TRIBUNNEWS.COM - Hari ini, tepat 20 tahun yang lalu, legendan Persebaya Surabaya, Eri Irianto menghembuskan nafas terakhirnya.
Ia meninggal usai membela Persebaya Surabaya menghadapi PSM Makassar.
Untuk itu, pelatih Persebaya Surabaya, Aji Santoso, mengenang sosok yang terkenal dengan tendangan kerasnya tersebut.
Baca: Penyerang Persebaya Surabaya, Mahmoud Eid, Lakukan Karantina Mandiri di Swedia
Baca: Wander Luiz Sabet Dua Penghargaan Bersama Persib Bandung
Aji Santoso yang pernah bermain bersama selama hampir dua musim saat sama-sama memperkuat Persebaya 1998-2000 sedikit mengenang mendiang Eri Irianto.
Disampaikan Aji Santoso, salah satu yang paling diingat tentang gelandang kelahiran Sidoarjo, 12 Januari 1974 lalu itu adalah tendangan 'gledeknya'.
"Eri sosok pemain pekerja keras, selalu total dalam menjalankan pekerjaannya dan memiliki tendangan yang mematikan buat penjaga gawang lawan," terang Aji Santoso, di laman Tribun Jatim.

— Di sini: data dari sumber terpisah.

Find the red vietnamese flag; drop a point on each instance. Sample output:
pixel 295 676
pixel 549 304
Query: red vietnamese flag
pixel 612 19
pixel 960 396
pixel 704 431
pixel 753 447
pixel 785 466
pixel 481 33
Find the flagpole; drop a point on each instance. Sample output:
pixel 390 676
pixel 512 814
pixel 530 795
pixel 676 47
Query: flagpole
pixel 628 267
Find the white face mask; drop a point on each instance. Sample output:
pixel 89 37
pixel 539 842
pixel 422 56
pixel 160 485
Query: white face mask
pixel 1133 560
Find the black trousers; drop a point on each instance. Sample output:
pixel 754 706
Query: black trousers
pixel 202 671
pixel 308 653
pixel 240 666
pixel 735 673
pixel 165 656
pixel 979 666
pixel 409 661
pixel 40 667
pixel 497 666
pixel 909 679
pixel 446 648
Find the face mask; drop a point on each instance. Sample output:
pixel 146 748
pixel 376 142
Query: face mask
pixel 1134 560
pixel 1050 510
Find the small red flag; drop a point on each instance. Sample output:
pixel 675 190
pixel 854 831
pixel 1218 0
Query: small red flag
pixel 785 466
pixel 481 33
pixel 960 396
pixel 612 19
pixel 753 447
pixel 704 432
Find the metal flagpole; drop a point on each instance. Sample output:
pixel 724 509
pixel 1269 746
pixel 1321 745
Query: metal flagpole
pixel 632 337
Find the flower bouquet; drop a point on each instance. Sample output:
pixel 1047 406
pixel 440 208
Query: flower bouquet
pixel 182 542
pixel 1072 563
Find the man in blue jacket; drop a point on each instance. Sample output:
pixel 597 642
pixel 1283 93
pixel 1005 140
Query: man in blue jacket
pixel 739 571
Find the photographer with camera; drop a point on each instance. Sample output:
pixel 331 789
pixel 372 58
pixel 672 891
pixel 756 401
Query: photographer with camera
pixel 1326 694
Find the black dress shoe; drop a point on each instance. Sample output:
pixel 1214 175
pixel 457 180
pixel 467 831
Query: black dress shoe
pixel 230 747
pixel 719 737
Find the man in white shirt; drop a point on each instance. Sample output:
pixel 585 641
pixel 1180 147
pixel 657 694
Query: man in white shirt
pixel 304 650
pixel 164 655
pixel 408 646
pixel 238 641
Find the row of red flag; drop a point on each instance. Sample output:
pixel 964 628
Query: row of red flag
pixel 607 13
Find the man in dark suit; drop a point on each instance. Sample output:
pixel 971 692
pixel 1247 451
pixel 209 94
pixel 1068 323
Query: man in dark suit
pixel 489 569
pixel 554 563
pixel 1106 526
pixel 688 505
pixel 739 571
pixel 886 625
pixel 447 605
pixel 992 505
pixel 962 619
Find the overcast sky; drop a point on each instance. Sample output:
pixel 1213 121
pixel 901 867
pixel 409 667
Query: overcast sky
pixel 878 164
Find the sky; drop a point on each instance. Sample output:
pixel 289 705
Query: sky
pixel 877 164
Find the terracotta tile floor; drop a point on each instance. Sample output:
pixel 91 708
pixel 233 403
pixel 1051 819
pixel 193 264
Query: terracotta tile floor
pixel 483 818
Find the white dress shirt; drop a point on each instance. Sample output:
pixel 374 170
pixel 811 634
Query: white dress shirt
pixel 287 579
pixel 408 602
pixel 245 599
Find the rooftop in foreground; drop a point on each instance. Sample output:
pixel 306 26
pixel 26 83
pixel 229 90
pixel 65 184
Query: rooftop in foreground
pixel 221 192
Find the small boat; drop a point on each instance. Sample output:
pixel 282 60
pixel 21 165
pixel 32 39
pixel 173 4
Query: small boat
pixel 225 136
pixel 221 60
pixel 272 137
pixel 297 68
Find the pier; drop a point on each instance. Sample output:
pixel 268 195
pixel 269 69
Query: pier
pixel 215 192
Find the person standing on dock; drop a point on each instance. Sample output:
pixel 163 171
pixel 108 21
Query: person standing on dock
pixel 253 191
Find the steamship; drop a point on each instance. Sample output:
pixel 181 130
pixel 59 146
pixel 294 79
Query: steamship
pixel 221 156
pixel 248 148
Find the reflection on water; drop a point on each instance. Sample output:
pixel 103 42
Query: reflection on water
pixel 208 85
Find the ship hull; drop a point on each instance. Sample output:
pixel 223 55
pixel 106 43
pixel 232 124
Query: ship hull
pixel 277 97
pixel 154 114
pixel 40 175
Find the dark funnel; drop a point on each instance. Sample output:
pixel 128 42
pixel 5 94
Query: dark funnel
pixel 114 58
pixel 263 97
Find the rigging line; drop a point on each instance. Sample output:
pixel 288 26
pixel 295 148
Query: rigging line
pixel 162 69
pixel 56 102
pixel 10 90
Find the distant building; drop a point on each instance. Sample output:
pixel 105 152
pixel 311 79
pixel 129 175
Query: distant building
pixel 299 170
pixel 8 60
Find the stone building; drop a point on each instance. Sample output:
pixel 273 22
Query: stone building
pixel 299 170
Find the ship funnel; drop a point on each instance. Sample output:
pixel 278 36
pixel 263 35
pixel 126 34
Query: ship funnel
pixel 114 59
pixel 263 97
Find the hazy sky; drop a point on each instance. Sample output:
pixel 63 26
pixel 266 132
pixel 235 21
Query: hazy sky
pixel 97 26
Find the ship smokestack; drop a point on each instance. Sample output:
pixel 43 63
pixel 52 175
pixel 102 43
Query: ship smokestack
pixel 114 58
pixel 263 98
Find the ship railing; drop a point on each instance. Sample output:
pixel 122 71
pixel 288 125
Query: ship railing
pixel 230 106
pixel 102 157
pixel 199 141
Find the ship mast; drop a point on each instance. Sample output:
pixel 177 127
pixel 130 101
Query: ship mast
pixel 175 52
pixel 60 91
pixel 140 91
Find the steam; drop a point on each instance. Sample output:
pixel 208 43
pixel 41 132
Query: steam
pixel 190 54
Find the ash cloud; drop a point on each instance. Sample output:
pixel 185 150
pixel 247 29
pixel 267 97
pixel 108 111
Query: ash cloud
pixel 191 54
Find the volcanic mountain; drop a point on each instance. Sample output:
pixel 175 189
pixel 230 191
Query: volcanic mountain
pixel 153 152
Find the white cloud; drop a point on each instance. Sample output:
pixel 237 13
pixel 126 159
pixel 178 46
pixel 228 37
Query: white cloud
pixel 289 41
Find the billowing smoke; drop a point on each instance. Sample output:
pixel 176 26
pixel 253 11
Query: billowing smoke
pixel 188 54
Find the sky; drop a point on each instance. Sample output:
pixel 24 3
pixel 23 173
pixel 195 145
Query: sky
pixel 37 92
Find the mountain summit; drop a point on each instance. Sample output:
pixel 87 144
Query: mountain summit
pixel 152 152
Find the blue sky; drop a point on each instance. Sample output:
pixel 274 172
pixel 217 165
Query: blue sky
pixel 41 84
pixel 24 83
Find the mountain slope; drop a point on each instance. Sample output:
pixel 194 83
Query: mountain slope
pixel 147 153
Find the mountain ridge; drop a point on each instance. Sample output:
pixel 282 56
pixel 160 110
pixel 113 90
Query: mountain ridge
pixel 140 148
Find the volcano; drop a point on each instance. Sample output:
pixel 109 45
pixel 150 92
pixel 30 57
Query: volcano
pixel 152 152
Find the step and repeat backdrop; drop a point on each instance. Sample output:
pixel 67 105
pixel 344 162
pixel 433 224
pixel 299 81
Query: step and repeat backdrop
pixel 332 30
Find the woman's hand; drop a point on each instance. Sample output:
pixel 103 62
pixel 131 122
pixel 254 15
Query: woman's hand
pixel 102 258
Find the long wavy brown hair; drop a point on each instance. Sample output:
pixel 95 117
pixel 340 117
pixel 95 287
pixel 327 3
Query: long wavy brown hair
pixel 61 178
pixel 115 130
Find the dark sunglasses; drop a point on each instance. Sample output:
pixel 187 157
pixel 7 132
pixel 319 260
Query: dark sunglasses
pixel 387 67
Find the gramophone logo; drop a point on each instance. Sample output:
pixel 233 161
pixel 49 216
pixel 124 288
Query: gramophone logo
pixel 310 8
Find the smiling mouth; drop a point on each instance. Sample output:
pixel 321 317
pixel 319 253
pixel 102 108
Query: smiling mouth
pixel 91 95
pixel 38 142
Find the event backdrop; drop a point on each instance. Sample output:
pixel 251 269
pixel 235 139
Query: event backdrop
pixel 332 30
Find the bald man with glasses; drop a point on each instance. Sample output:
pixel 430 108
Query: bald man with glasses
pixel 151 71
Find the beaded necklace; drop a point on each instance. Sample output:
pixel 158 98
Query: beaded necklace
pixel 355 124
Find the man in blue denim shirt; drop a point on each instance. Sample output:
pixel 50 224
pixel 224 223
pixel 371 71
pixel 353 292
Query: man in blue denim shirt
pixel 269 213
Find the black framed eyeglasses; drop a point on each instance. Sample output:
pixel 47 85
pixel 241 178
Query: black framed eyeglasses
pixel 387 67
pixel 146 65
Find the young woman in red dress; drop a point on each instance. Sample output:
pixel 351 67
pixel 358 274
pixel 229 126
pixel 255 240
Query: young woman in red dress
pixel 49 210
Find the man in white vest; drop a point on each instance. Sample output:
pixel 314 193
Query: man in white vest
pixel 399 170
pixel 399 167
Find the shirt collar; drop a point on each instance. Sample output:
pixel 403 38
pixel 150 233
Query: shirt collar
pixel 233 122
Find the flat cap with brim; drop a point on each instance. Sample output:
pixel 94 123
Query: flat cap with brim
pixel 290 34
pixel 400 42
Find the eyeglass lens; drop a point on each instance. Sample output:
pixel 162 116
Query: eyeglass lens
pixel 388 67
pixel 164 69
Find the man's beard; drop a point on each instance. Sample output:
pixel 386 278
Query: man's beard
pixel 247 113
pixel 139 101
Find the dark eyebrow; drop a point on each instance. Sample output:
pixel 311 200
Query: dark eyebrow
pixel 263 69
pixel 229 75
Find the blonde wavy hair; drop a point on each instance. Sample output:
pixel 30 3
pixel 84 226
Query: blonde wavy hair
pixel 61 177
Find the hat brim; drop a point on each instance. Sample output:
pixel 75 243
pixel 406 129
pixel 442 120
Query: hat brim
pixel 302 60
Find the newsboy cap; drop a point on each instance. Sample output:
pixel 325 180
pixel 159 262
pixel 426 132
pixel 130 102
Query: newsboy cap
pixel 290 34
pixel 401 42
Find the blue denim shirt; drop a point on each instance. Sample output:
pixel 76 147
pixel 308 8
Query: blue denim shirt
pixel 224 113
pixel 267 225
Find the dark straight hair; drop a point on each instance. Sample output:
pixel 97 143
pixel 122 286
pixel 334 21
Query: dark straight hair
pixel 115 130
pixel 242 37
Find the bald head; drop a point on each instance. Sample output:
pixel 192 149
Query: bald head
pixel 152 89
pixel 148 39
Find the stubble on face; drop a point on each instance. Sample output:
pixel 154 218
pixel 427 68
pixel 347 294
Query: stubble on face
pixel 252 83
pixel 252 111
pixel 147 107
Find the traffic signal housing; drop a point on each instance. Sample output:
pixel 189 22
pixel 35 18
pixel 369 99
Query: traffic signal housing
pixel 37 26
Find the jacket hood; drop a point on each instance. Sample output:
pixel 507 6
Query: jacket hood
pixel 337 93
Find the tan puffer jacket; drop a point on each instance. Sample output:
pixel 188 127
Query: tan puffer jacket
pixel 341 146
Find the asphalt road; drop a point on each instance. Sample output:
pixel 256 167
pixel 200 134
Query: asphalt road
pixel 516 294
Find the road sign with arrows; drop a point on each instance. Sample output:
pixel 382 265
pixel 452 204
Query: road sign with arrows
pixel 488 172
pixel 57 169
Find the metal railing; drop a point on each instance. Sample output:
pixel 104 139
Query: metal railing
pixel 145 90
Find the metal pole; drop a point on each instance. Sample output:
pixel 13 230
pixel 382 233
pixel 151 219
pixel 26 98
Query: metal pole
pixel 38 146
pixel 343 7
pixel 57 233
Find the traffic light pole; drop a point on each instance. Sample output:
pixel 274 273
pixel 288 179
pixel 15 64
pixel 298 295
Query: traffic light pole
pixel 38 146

Berkat penampilan gemilang itupula, kala itu Eri bisa memperkuat Timnas Indonesia di SEA Games ke-18 di Chiang Mai, Thailand. 6 Desember 1995.
Juga perkuat timnas Indonesia pada kualifikasi Piala Asia 1996, berhasil membawa Timnas Indonesia taklukkan India dengan skor 7-1, dan menahan Malaysia 0-0.
Aji menyangkan, Eri harus menghembuskan napas terakhirnya di usia emasnya, 26 tahun.
Eri meninggal setelah mengalami benturan keras dengan pemain PSIM Yogyakarta, Samson Noujine Kinga, di Liga Indonesia 1999/2000 atau Ligina VI, dimana laga berlangsung di Stadion Gelora 10 November, Tambaksari, Surabaya, Sore hari, 3 April 2000.
Pada laga itu, semenit sebelum berakhir babak pertama, ia mulai sempoyongan, kepalanya sakit. Eri berlari ke pinggir lapangan dan minta diganti. Nova Arianto kala itu masuk menggantikan posisinya.
Di bangku cadangan, Eri terus memegangi kepalanya. Sang gelandang pun dilarikan ke RSUD DR Soetomo.
Setelah menjalani berbagai perawatan, Eri akhirnya mengembuskan napas terakhirnya di Rumah Sakit. Tak ada yang mengira benturan itu bakal berakibat fatal.
"Kami benar-benar merasa kehilangan di saat usia emas, dia lebih cepat meninggalkan kami semua," pungkas Aji Santoso.